Fathers can be influential tooBiologists have warned for some years that paternal mitochondria do penetrate the human egg and survive for several hours... Erika Hagelberg from the University of Cambridge, UK, and colleagues... were carrying out a study of mitochondrial DNAs from hundreds of people from Papua-New Guinea and the Melanesian islands in order to study the history of human migration into this region of the western Pacific... People from all three mitochondrial groups live on Nguna. And, in all three groups, Hagelberg's group found the same mutation, a mutation previously seen only in an individual from northern Europe, and nowhere else in Melanesia, or for that matter anywhere else in the world... Adam Eyre-Walker, Noel Smith and John Maynard Smith from the University of Sussex, Brighton, UK confirm this view with a mathematical analysis of the occurrence of the so-called 'homoplasies' that appear in human mitochondrial DNA... reanalysis of a selection of European and African mitochondrial DNA sequences by the Sussex researchers suggests that recombination is a far more likely cause of the homoplasies, as they find no evidence that these sites are particularly variable over all lineages.
by Eleanor LawrenceIs Eve older than we thought?"Two studies prove that the estimation of both when and where humanity first arose could be seriously flawed... The ruler scientists have been using is based on genetic changes in mitochondria, simple bacteria that live inside us and control the energy requirements of our cells. Mitochondria are passed from mother to daughter and their genes mutate at a set rate which can be estimated - so many mutations per 1,000 years... However, these calculations are based upon a major assumption which, according to Prof John Maynard Smith, from Sussex University, is 'simply wrong'. The idea that underpins this dating technique is that mitochondria, like some kinds of bacteria, do not have sex... Two groups of researchers, Prof Maynard Smith and colleagues Adam Eyre-Walker and Noel Smith, also from Sussex, and Dr Erika Hagelberg and colleagues from the University of Otago, New Zealand, have found that mitochondria do indeed have sex - which means that genes from both males and females is mixed and the DNA in their offspring is very different... Prof Maynard Smith and his colleagues stumbled over mitochondria having sex in the process of tracking the spread of bacterial resistance to meningitis... For the 'out-of-Africa' theory to hold water, the first population would have to have been very small. Sexually rampant mitochondria may put paid to this idea. Maynard Smith thinks that the origin of humanity is much older - may be twice as old - which, according to Eyre-Walker, means we are likely to have evolved in many different areas of the world and did not descend from Eve in Africa."

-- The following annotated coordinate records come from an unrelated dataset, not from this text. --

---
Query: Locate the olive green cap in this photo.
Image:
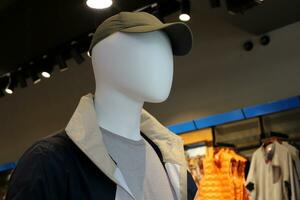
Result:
[89,12,193,55]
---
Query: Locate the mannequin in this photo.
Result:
[92,31,173,140]
[7,12,197,200]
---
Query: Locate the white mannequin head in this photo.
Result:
[92,31,173,103]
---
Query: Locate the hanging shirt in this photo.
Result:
[101,128,175,200]
[246,141,292,200]
[282,142,300,200]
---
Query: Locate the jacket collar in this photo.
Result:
[65,93,186,187]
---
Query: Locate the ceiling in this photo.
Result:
[0,0,179,75]
[0,0,300,76]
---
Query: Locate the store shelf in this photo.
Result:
[243,97,300,118]
[195,109,245,129]
[167,121,197,134]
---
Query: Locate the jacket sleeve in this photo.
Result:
[6,142,63,200]
[187,171,198,200]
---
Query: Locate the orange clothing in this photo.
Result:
[199,148,249,200]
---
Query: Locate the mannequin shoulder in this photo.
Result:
[18,131,75,170]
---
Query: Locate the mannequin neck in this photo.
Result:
[94,84,144,140]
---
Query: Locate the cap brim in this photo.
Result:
[120,22,193,56]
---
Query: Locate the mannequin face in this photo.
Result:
[92,31,173,103]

by Sanjida O'Connell 15th April 1999
There was an interesting program on public TV about the Druzes a few months ago. They actually seemed to have a quite attractive culture, especially for that corner of the world. Can’t really blame them for not wanting to mix with most of what surrounds them.

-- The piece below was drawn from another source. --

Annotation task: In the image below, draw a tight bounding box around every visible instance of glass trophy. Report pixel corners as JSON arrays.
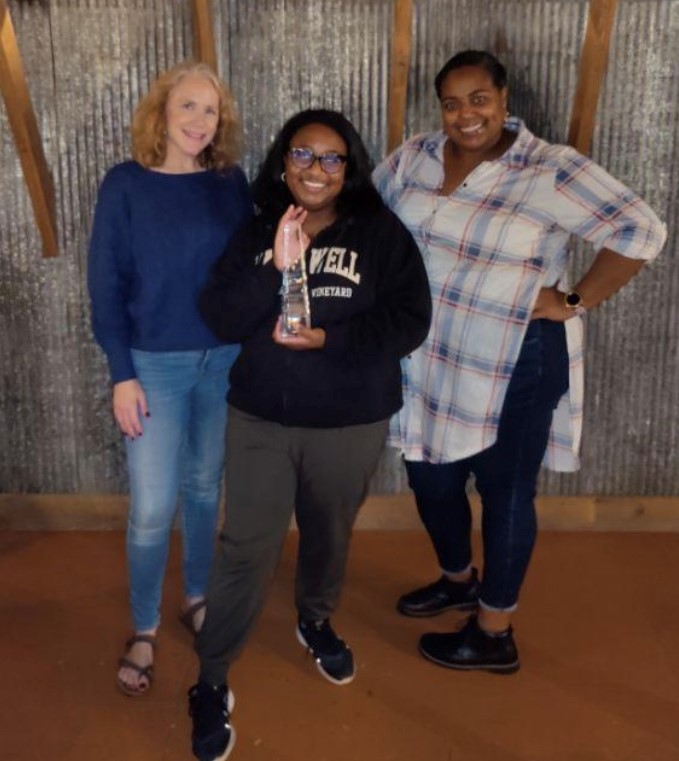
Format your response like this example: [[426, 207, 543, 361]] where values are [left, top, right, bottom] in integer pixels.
[[281, 222, 311, 338]]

The info about the Ojibway Indians having 25% x perhaps adds to the possibility that Clovis culture may have been influenced by French Solutrian stone age culture traveling to this continent. Also, does anyone know the haplogroup for the Basques?

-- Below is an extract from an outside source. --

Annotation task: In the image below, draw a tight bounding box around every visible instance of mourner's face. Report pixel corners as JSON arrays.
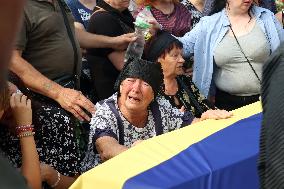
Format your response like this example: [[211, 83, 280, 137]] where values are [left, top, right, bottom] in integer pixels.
[[119, 78, 154, 112], [228, 0, 253, 11], [158, 47, 184, 77]]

The information about possible male contribution to mitochondrial DNA is quite interesting. Also, I wonder if the rate of mutation takes into consideration possible changes in cosmit inputs. I am thinking specifically about Firestone’s book about Cosmic Catastrophes and 3 major blasts of different types over almost 30,000 years.
I have to laugh, those sexy mitochondria, really mixing things up for serious scientists.
DNA migrations 12,000 years ago
Yup. My thoughts too.
Indians on the east coast have 'sticky' ear wax like Europeans and Africans...Indians on the west coast have 'flaky' ear wax like Asians.